К счастью, звездочка нашлась и для Манечки. Она нетерпеливо перебирала ногами, когда ее ей прикалывали, и только прозвучала команда, нечто вроде армейского "разойдись", как Манечка, спрыгивая со ступенек, кинулась к Ирине Михайловне и Говорову, но больше все-таки к Ирине Михайловне, а та обеспокоенно "подправляла" ее, подталкивала: "Дедушке покажи, дедушке…" - и смутно прошла в его памяти сцена на вокзале, в утро приезда Манечки.
Небо сеяло мельчайшую водяную пыль. Но цвета необычно сгустились, и красный гранит Мавзолея был как бы нагрет изнутри, строгие, крайне простой формы камни дышали жаром, создавалось ощущение твердыни, где царит бесконечная человеческая жизнь. Ощущение живого Ленина каждый раз с загадочной щемящей властью возникало в Говорове, когда он бывал здесь. Время пропадало совсем или было беспредельно и напоминало о себе лишь неожиданной падающей с грани на грань мелодией курантов и сменой караула у двери, за которой в тайной глубине жил неумирающий ни для одного поколения человек. Наверное, Ирина Михайловна с Манечкой испытывали сейчас то же самое, они стояли молча, какая-то гипнотическая сила заставляла их стоять и стоять перед приземистой светящейся красно-черной пирамидой, возле которой уходит прочь все грошовое и пустячное и душа наполняется теплом священного камня.
А Говорову вдруг вспомнился Мавзолей, сиротливо стоящий под ноябрьским снегопадом сорок первого года. Тогда он был виден ему издали, из тесноты не по-парадному идущих бойцов, их шинелей, вещмешков и винтовок, сухих, скованных холодом и тревогой лиц. Пряжево падающего снега как бы уменьшало Мавзолей с видным по грудь человеком в серой шинели и военной фуражке, к которому жадно, с надеждой тянулись взгляды всех, кто шел по обледенелому булыжнику площади. Это воспоминание навалилось на Говорова тем давним холодом, бесприютом, смятением, он нашел плечико Манечки, инстинктивно прижал ее к себе, словно защищая от того грозного времени и находя в ней защиту себе самому.
9
Каракули ее, с великим, видно, напряжением, так и сяк выстроенные всего в два слова, были обнаружены на даче в письменном столе Говорова. Не исключено, что напряжение это, угадываемое по жирным вибрирующим прорезам бумаги "шариком", не было простым физическим действием, соединением с трудом припоминаемых букв, - вероятно, рукой Манечки водил аффект нередко находившего на нее умиления, в данном случае, впрочем, хватившего лишь на эти два слова, на это начало письма, которое она решила оставить перед своим исчезновением.
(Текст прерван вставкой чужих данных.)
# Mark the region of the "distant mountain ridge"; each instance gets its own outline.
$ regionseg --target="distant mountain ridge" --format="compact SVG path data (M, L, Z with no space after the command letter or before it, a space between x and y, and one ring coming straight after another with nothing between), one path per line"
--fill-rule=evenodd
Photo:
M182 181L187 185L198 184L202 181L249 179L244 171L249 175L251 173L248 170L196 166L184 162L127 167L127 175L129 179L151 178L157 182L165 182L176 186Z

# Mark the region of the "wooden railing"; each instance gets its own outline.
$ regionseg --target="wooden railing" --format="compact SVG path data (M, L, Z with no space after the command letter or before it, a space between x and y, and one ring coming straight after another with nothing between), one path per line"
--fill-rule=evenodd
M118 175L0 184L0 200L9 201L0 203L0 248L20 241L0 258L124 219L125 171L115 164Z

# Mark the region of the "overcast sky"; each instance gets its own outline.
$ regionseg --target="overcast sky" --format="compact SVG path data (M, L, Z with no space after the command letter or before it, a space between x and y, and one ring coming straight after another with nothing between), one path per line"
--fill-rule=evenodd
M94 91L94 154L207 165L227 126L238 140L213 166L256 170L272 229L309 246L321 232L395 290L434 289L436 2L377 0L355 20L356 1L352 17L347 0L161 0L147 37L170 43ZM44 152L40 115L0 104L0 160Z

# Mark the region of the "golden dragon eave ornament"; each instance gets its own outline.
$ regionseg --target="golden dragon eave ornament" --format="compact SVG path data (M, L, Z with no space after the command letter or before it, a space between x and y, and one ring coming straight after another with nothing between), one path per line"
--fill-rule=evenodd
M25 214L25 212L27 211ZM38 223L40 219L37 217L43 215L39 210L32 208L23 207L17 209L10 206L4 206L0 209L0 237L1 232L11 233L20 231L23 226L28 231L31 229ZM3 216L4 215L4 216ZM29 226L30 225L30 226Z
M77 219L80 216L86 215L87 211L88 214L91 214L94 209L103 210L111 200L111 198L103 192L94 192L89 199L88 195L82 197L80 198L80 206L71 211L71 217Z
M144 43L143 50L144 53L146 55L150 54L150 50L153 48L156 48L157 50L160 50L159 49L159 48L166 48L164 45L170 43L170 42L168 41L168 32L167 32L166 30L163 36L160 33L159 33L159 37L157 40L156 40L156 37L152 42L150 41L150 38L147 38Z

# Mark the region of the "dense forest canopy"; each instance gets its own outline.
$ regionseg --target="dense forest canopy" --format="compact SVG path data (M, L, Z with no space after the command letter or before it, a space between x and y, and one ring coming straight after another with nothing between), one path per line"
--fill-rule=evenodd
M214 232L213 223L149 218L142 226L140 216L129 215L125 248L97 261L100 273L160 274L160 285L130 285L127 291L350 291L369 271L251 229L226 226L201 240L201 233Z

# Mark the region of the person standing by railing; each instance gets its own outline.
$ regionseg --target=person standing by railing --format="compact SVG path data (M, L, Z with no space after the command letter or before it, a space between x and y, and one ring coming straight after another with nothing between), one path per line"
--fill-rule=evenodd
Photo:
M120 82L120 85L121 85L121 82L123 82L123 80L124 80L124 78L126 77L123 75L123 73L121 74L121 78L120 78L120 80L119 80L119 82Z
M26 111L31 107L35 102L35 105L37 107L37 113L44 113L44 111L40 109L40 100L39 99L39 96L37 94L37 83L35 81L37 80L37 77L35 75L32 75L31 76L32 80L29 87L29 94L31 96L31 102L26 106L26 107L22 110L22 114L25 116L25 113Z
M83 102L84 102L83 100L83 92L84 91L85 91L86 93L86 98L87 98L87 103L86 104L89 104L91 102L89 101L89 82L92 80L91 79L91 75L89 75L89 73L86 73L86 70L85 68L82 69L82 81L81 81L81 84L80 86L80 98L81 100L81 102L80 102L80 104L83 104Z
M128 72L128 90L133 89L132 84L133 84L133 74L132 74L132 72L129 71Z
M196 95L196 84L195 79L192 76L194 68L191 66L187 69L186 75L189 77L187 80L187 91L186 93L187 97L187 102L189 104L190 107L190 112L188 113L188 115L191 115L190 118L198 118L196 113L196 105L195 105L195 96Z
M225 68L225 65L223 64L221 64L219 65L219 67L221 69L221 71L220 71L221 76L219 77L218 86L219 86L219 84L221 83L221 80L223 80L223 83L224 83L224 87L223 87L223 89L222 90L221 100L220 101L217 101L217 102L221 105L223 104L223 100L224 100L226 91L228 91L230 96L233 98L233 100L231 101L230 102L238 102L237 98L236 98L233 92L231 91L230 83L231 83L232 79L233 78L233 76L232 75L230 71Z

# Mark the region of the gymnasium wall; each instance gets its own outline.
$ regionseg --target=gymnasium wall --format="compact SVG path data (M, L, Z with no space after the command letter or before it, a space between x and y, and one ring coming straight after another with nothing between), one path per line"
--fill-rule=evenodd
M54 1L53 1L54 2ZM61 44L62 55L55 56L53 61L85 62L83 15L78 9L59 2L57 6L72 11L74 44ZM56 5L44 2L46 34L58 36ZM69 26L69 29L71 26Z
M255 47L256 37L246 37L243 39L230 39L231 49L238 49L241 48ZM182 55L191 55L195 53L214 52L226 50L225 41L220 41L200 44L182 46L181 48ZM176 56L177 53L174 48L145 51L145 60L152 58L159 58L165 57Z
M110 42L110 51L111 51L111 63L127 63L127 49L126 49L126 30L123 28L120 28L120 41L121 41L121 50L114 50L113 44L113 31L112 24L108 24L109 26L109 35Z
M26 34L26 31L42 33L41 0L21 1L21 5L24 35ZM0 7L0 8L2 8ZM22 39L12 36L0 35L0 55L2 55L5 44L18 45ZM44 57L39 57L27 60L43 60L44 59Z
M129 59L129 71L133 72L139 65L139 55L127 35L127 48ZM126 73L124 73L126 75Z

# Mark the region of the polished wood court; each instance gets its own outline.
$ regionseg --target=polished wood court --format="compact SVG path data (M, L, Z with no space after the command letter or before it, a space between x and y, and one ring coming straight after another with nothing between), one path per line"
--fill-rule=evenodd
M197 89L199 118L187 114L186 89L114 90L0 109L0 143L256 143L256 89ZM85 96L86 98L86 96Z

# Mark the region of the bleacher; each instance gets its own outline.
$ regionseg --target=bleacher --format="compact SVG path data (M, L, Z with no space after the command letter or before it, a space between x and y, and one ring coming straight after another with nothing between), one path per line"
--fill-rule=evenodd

Увидев Манечкину "руку", Говоров с неудовольствием подумал, что его стол был перерыт, без спроса взята великолепная финская бумага, "паркер", который был для него примерно тем же, чем была для Левитана мягкая колонковая кисть. Потом уж его привлекли эти два слова, причем смысл первого не сразу и дошел до Говорова, он разгадал его лишь в сочетании со вторым. Несомненно, Манечка начинала письмо: "Дорогая бабушка…" Первое слово было нещадно искажено и выглядело в ее транскрипции - "ДаракаR". Прочитанное с повернутым в обратную сторону "Я", как с буквой, разумеется, неведомого для Манечки нерусского алфавита, - "Даракар", это слово вдруг начале наполняться зашевелившим Говорову волосы жутковатым смыслом. Он нервно рассмеялся и позвал жену, поздно поднявшуюся в первое утро без Манечки и ходившую по двору в рассеянности мыслей но поводу того, за что приниматься после месячного гостевания внучки. Ирина Михайловна взяла поданный Говоровым листик, сокрушенно вздохнула.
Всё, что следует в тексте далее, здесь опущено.